For homelab builders and security-conscious users evaluating AI tools, this represents a critical consideration. The Files API exfiltration vulnerability demonstrates how AI agents with file system access create new attack vectors that traditional security models don't address. Unlike conventional software where data exfiltration typically requires malware or network compromise, prompt injection allows attackers to manipulate the AI's behavior directly through seemingly legitimate documents.

The practical implications are significant for businesses considering Cowork or similar agentic AI tools. Office workers without security training are unlikely to recognize the risks of connecting sensitive documents to AI agents, particularly when the vendor's own documentation downplays the threat. The attack requires no technical sophistication from the attacker—just a document with hidden prompt injection that triggers when analyzed.

Anthropic's response highlights a broader industry challenge: as AI systems gain agentic capabilities, the security model must evolve from protecting against external attacks to preventing the AI itself from being manipulated into performing malicious actions. Current approaches, which rely heavily on user caution and "suspicious action" monitoring, appear inadequate for the target audience of productivity tools.

For technical teams evaluating Cowork, the recommendation is clear: treat any AI agent with file system access as a potential exfiltration vector. Implement network-level monitoring for unusual API calls, restrict Cowork to non-sensitive documents in isolated environments, and consider whether the productivity gains justify the security risk. The vulnerability is not theoretical—it's a demonstrated attack chain that Anthropic has known about for months but has not fundamentally addressed.
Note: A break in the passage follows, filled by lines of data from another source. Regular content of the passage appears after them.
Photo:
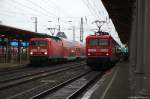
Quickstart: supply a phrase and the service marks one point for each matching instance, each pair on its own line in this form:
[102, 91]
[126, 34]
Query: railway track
[69, 89]
[40, 80]
[29, 72]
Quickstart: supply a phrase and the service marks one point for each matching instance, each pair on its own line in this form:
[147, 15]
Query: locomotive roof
[100, 36]
[52, 37]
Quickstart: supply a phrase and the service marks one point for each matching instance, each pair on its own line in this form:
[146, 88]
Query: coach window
[103, 42]
[93, 42]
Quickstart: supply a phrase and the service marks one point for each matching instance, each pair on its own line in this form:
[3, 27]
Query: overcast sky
[21, 13]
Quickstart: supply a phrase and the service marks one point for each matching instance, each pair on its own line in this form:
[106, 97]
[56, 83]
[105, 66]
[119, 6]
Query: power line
[35, 4]
[35, 10]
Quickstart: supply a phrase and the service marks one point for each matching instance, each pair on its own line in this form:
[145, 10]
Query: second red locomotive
[101, 51]
[52, 49]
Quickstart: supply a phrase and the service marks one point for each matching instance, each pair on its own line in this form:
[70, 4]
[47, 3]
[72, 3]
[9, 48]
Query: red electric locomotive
[52, 49]
[101, 51]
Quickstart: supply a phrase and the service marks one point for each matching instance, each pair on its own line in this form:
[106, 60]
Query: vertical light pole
[73, 29]
[81, 30]
[35, 21]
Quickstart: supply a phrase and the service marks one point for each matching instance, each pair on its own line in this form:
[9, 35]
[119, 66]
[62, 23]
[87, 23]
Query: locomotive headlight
[107, 54]
[72, 51]
[45, 53]
[31, 53]
[91, 50]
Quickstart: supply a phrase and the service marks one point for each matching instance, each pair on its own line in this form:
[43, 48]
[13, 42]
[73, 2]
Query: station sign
[15, 44]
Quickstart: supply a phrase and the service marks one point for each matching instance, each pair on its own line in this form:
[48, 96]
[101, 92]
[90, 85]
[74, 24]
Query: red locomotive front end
[101, 51]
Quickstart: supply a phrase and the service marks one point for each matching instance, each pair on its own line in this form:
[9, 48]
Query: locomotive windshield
[38, 43]
[98, 42]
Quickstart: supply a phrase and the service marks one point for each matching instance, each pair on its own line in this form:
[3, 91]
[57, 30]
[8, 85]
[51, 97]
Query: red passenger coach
[101, 51]
[45, 49]
[54, 49]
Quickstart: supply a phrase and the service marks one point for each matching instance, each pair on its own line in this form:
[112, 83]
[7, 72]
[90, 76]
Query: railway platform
[5, 66]
[115, 84]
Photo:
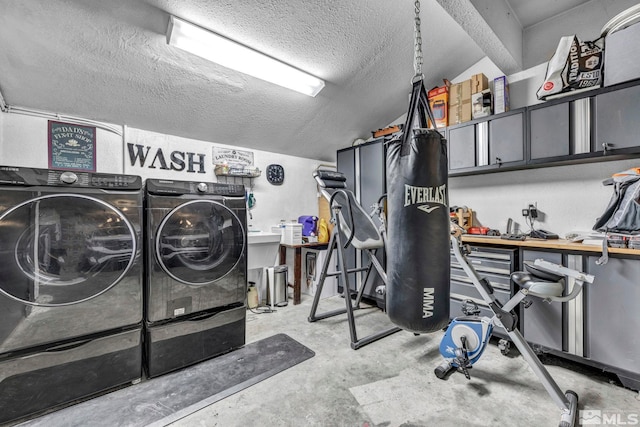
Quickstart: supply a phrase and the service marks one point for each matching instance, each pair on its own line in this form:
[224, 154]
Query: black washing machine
[71, 287]
[196, 272]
The Cowork research preview is available through Anthropic's platform, but given these security concerns, organizations should carefully evaluate whether to connect it to any production data or sensitive documents until the company implements more robust safeguards against prompt injection-based exfiltration.

For more information on prompt injection vulnerabilities and AI security best practices, see PromptArmor's security research and Johann Rehberger's original Claude Code disclosure. The MCP specification documents the protocol's security recommendations, though these focus on human oversight rather than technical controls.